Lancei-lhe um sorriso e lhe prometi que ainda pedalaríamos; mentia para ele, mas não o fazia por mal...

Conhecendo a envergadura do acidente, vendo-o ali na cama, deixei-me levar pela desesperança, mal vislumbrando-o andando; que bom que eu estava errado...

Existem momentos em que alcançamos um tipo de pico, e passei, por certo, por este pico, quando tive que enfrentar muitas coisas que nunca dependeram de mim, quando um amigo, não aquele mais provável, mandou-me uma linda Oração, algo que nos abre a alma, nos faz voltar ao colo do Pai, nos renova aquela Força que por momentos esquecemos, fincando-nos no chão, abrindo-nos os amores que recusamos, enfim, rebocando-nos de novo à casa de Deus, que nos Vê, Observa, e Ensina...

Ele, David, me escreveu:

"Senhor Jesus, ao olharmos nosso mundo, ficamos assustados. São muitas as dores! São muitos os sofrimentos! Há pessoas que deixaram de acreditar em si mesmas, na vida e em Vós. Há pessoas que se tornaram prisioneiras do consumo, das soluções fáceis e imediatas, nem percebendo que geralmente são falsas. Elas já não conseguem perceber a beleza da fraternidade, a alegria da caridade, o sabor da partilha, o perfume do convívio e a grandeza de crer. Ajudai-nos, Jesus, a testemunhar a esperança! Inundai-nos com vossa esperança para a transmitirmos a todos os irmãos e irmãs, em especial, os que estão sofrendo. Jesus, Senhor da Esperança, fazei-nos servos da esperança. Amém."

Aquela esperança que eu conhecia e estava esquecido, que todos nós conhecemos, achegou-se de mansinho e tudo resolveu, assim, como se num passe de mágica, como se existisse um botão liga/desliga, quando de fato alcançamos a Deus, e tudo silenciosamente se resolve, tudo mansamente volta ao normal.

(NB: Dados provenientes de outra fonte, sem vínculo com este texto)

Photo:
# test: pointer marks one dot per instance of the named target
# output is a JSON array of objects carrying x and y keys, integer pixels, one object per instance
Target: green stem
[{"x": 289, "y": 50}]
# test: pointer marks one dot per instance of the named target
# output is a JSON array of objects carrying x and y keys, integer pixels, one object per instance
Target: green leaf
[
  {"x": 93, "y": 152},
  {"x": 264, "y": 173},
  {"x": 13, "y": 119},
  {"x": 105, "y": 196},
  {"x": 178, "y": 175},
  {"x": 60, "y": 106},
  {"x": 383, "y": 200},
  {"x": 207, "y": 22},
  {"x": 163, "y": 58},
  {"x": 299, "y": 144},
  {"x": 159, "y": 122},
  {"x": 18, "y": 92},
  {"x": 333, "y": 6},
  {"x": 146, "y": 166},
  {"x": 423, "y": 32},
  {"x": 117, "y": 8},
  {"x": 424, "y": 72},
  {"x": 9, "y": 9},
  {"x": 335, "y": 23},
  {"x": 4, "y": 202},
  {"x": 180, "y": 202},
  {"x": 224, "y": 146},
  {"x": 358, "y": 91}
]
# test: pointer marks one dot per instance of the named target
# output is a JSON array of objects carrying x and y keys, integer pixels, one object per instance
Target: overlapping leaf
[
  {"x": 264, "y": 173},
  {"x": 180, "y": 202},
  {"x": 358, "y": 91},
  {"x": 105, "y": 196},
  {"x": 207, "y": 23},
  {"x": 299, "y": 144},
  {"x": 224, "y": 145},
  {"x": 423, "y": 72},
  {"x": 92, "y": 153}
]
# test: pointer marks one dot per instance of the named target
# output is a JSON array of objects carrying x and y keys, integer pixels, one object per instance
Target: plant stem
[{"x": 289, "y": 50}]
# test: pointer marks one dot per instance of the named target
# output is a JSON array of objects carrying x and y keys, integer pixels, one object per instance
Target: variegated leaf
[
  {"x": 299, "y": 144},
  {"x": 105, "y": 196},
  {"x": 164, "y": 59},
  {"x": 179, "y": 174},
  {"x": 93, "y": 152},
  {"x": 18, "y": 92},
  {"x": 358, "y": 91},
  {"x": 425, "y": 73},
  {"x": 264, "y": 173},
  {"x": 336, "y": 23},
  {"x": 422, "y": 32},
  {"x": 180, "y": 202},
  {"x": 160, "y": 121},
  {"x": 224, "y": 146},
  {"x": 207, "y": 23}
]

Hoje sei que meu Cunhado está num bom lugar.

Hoje vejo minha esposa recuperada.

Hoje vejo fotos do Lima quase pedalando.

Um dia nossa ficha sempre cai, e a minha caiu quando necessitei assinar a permissão para minha esposa poder morrer, mas a Força, principalmente dela, fez-me ver que aquilo tudo era coisa dos homens, formalidades jurídicas, apenas formalidades, essas mesmas que Deus e Jesus dispensam, apenas porque resolvemos querer, com Eles, que o Bem prevalecesse, que a regra da morte fosse quebrada, essa que requer apenas uma desculpa...

Fui enfermeiro e ainda estou cozinheiro, junto com ela a descobrir sabores, dessa arte difícil que é cozinhar sem sal e gordura...

Aos todos amigos de Itaipu, que quebrem regras. Aos todos amigos que me leem, que também quebrem suas regras, artigos ou parágrafos que  nos fazem crer que estamos certos, logo nós, humanos...

Itaipu foi uma grande viagem; Itaipu foi um grande aprendizado.

Apenas Sofia, paciente, aguarda meu retorno, minha vida de volta, para também viver...

* * *

Pelas terras, pelo Iguaçu, do Paraná... (dia 15)


Dia de fúria pode ser muita coisa:

dia de loucura,

dia de bravura,

dia de rebeldia...

Quem de nós um dia não se enfureceu,

e a tudo resolveu!?

Dia de fúria...
(Paulo R. Boblitz - 21/fev/2015)

Amanhecera enfadado, pelo dia anterior, pelo fim do nosso passeio...; fui tomar meu café, que me foi servido, ou seja, me trazido lá de dentro com aquilo que quiseram que eu comesse. O café preto encorpado estava gostoso, alguns pedaços de melancia, e bastante pão; comi tudinho...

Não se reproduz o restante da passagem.